Thiago André Monteiro abril 9, 2013 5

J.J.

Viagem a trabalho. Caminhar sozinho, jantar sozinho, dormir sozinho.

Eu na cama, olhos fitos no teto. Os pensamentos vagueiam solitariamente.

Dia cheio…

…quarto de hotel vazio.

Eis que vejo o tal livro preto sobre o criado-mudo. Ele lá, eu cá.

Meus olhos desviam em direção ao espumante sobre o frigobar.

Garrafa cheia…

…copo vazio.

Saudades do barulho. Até da minha própria voz.

Eis que, finalmente, chega minha companhia.

Camisinha cheia…

…carteira vazia.

Volto à solidão. Só eu e meus pensamentos.

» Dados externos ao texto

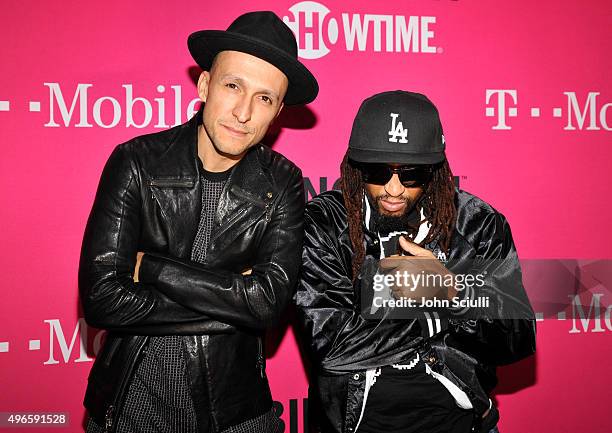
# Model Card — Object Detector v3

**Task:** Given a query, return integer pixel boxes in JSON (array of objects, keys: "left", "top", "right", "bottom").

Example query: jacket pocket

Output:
[{"left": 147, "top": 177, "right": 195, "bottom": 188}]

Eis que o livro preto me olha novamente.

Ele; cheio de páginas, cheio de esperança…

…eu; de coração vazio, de alma vazia.

Mas não tem problema.

Já vai amanhecer.

O dia será cheio…

…e eu continuarei vazio.

S.D.G.

Thiago André Monteiro
(veja mais no Baú de Crônicas)

  • Uou! Poesia genial cara! Genial mesmo! Parabéns. Recomendo a quem quiser, lê-la escutando “Não existe amor em SP” do Criolo. Acho que combina.

  • Vou procurar sobre a música. Nunca ouvi falar.

    E obrigado pelos elogios.

  • Lourival Neves

    Muito bom!

  • Nossa, texto animal mesmo! Parabéns!

  • Obrigado pelo feedback, Arthur. Hoje, definitivamente, é um dia que preciso de ânimo!